Having established a loose system of organisation, the next step was to locate the ecological source of the satoyama ecosystem: the rice paddy. Returning to the site, we faced these existing conditions: a steep mountain with some challenging grade changes, a large stand of existing forest, and areas which we sought to rewild.

Our solution schema became a system of parcelisation. As a generic method as opposed to a specific location, we tested parcelisation at various scales and with various rules.

The first aspect of the parcelisation system is the plats it produces. With this system, the community is able to select a handful of well-located plats to create clearings dispersed throughout the forest, whilst also providing a useful framework for dividing up management and sponsorship of the expansive forest. Placing clearings amongst plats of heavy forest became our primary strategy for locating rice paddies within and across the mountain. 

We do note that much of the mountain is north-facing, and is not conducive to agriculture; some plat clearings which would be designated for non- rice-growing uses (greenhouses, deerkeeping, etc) due to their aspect. In addition, because the aim in the introduction of rice is primarily to create a specific ecological condition as opposed to efficiently producing rice, we have imagined each rice paddy to lend itself to experimental purposes – researching new strains of rice, new methods of growing, different types of paddy configuration and so on.

In the same gesture of parcelisation, we also arrive at a network of edges. The most obvious benefit of this network is the natural circulation systems which emerge. First, there is a promenade of pedestrian paths through the thickets along the boundaries between plats. Then, we were also able to co-opt select edges for vehicular circulation, extending the existing road to allow for necessary car and truck access which is an essential part of forestry work. 

The edges of the clearings specifically provide a natural siting logic for the various buildings themselves. Following the natural ecological clusters we identified earlier, buildings surround shared plats so that they may form tiny circular economies and mutually beneficial relationships.

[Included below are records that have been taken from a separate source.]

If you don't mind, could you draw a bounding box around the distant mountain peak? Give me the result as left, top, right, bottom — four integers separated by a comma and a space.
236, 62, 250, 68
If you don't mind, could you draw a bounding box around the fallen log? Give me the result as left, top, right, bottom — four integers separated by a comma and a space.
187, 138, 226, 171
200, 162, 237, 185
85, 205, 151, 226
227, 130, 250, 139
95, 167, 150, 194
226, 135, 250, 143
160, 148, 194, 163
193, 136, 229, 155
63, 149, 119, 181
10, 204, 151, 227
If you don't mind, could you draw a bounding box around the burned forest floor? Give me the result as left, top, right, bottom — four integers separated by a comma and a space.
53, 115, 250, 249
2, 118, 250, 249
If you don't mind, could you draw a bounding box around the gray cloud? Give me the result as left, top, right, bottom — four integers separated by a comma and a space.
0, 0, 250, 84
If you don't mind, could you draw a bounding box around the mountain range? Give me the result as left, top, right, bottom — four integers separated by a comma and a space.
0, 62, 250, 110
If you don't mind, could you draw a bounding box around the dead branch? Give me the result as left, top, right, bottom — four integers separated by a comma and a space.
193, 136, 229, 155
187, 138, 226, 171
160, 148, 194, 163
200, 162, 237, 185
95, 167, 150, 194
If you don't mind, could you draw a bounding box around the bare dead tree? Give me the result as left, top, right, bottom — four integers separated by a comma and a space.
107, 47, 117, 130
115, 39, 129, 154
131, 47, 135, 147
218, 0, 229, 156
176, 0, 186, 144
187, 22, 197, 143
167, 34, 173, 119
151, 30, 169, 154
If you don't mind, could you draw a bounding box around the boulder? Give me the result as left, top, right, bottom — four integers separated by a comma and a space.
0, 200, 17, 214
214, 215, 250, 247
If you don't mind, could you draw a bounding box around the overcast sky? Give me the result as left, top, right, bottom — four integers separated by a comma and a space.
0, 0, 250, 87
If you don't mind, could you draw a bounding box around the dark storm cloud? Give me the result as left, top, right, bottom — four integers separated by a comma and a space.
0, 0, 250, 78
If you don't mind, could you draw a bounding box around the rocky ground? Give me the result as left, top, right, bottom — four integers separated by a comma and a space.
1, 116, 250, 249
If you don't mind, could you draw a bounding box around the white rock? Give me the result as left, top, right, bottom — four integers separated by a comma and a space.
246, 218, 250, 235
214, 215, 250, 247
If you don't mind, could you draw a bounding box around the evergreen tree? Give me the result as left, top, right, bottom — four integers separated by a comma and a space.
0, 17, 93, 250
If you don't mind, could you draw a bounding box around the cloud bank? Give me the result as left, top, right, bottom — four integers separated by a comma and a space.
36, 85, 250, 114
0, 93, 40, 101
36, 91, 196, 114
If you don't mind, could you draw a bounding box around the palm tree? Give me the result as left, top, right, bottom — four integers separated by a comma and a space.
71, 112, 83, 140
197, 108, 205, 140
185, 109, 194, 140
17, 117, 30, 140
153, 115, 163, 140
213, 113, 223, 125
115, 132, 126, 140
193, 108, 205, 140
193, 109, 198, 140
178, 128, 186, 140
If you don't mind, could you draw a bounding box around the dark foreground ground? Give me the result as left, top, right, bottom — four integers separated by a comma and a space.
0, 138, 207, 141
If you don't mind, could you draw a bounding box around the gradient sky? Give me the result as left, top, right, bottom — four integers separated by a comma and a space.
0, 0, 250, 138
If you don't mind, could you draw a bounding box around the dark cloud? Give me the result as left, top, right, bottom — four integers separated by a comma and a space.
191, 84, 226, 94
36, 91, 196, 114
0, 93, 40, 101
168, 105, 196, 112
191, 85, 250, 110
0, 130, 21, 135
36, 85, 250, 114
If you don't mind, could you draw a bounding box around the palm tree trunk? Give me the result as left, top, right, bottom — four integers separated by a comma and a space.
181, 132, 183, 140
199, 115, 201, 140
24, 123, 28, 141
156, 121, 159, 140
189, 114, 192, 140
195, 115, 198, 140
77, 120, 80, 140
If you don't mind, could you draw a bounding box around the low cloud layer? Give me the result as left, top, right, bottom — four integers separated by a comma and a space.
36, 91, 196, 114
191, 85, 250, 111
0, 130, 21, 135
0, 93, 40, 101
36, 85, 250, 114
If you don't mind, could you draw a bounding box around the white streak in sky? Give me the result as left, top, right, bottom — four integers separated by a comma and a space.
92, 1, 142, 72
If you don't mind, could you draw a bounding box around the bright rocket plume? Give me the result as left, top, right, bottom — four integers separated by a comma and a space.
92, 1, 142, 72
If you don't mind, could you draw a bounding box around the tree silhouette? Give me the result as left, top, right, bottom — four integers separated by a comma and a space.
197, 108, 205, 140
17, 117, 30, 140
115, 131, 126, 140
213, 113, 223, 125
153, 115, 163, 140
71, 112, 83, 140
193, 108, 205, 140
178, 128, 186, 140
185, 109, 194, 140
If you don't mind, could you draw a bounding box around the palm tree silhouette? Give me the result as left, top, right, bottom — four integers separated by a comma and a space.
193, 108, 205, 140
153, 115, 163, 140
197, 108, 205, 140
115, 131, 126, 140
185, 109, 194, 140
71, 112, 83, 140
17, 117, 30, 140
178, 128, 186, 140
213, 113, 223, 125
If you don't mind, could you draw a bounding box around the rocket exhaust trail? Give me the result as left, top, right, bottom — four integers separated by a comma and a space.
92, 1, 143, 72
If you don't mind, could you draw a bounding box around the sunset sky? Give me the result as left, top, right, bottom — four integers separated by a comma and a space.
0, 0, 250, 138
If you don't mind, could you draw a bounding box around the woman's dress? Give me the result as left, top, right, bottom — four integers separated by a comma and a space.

Notably, this system also allows for a specific type of participatory programming. Buildings on the edge of a clearing might own or administrate the adjacent plat; this allows programs to function both on an often necessarily isolated level as well as in cooperation with others. The birch building, for example, may provide bark to its neighbour the basketmaker within the ecosystem of the shared clearing plat – but on its own, in the plat adjacent, maintains and manages a stand of birch trees. 




Cluster A: Rice Management Center & Processing Mill

Sector Isometric


Ground Level Clearing Perspective


Oda Archive

Chair Museum
Higashikawa, Hokkaido, Japan

The second project is a building on a hill, situated on a managed forestry plot outside Higashikawa town, to house the chair and furniture collection of local collector, Mr. Oda. Nearly 1400 objects make up the archive, here imagined as the core focus of a new research institution whose goal is to foster a responsible relationship between forestry management and the booming local furniture industry.

The history of the chair in Japan is much briefer than the history of sitting. This project uses the productive dissonance between Japanese architecture's traditional relationship to posture and western standards of ergonomics that are embodied in the collection pieces as an animating elevational device that brings the delight of unexpected skips and shortcuts through a chronological circulatory and curation strategy that slowly winds up the hill and back down.